The deeper he immersed himself in the story, the more shocking it became.
Was this what it felt like for a child reading a fairytale, only for an adult to hand them the original grim version and say, “Here, read the real thing.”?
In other words…
This is absolutely insane.
Child abuse was practically a staple trope in romance fantasy novels, but hearing about it firsthand made it nothing short of exhausting.
Ihan felt himself teetering on the edge of genuine disgust.
“W-Wait! I can see you’ve misunderstood something, but please, stop! It’s all a misunderstanding!”
“That sounds like something a criminal would say.”
“I swear it isn’t! I won’t deny that I was a terrible parent, but there were valid reasons! Just hear me out a little longer!”
“……”
“…I appreciate that you’re willing to listen, but could you at least soften that stare? It’s… really starting to hurt my feelings.”
Felicia looked genuinely aggrieved, her expression bordering on a pout as she continued her story.
“I had already exhausted my heavenly mandate. It would have been stranger if I didn’t retire.”
***
Felicia was dying.
Her coughing fits grew worse, her hands trembled so violently that she could no longer wield a sword, and her vision had become so blurry that even seeing clearly was a struggle.

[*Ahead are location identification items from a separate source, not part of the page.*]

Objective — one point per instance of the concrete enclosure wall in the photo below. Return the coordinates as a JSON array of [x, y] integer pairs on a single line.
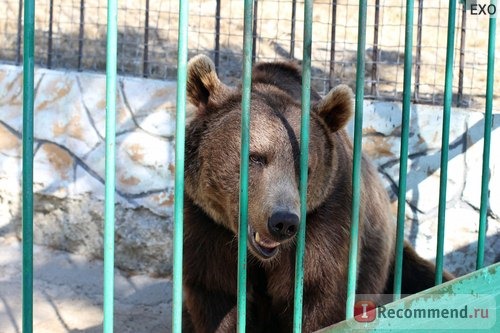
[[69, 169]]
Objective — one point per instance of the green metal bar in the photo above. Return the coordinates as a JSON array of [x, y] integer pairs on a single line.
[[28, 128], [490, 79], [403, 157], [479, 290], [356, 171], [245, 152], [109, 190], [448, 91], [180, 125], [304, 156]]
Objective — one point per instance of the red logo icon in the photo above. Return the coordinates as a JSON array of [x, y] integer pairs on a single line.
[[365, 311]]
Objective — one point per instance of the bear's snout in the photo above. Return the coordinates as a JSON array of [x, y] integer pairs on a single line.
[[283, 225]]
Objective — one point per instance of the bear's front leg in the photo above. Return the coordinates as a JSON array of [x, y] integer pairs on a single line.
[[209, 311]]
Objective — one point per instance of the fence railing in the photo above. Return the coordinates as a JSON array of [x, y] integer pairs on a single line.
[[248, 41], [72, 36]]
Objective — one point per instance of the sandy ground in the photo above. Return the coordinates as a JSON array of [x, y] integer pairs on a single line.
[[68, 294]]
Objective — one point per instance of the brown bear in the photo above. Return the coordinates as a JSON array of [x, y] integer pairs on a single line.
[[212, 198]]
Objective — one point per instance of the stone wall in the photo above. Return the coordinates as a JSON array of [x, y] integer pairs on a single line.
[[69, 168]]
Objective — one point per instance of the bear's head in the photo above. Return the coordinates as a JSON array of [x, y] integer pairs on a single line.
[[213, 150]]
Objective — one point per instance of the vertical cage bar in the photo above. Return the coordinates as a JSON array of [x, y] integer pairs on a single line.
[[51, 23], [254, 29], [180, 125], [463, 28], [109, 190], [28, 128], [373, 91], [245, 152], [292, 31], [217, 35], [81, 33], [448, 91], [356, 171], [19, 32], [403, 158], [304, 156], [418, 54], [490, 79], [146, 42], [332, 46]]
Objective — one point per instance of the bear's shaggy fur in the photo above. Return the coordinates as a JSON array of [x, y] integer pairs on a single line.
[[212, 197]]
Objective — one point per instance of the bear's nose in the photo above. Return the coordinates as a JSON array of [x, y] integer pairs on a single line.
[[283, 225]]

She was sixty-five years old.
Considering that the average life expectancy for women in Pendragon was fifty-five, it would not have been wrong to say she had lived a long life.
…But living long was not necessarily a blessing.
Rather—
“Guhhh…!”
“Madam, hold on!!”
“E-Elza, fetch the medicine!”
“But that’s—”
“Hurry.”
“…Understood.”
Felicia had spent decades rolling across battlefields, accumulating hundreds of scars. She was a knight who had braved war, an adventurer who had explored countless perilous regions, a hero who had prevented calamity.
It was a past she took pride in—one that had made her who she was.
But just as a body that endures too much strain eventually collapses, hers had been pushed far beyond its limits.
And now, old age—the one adversary no living being could defy—had begun to claim her.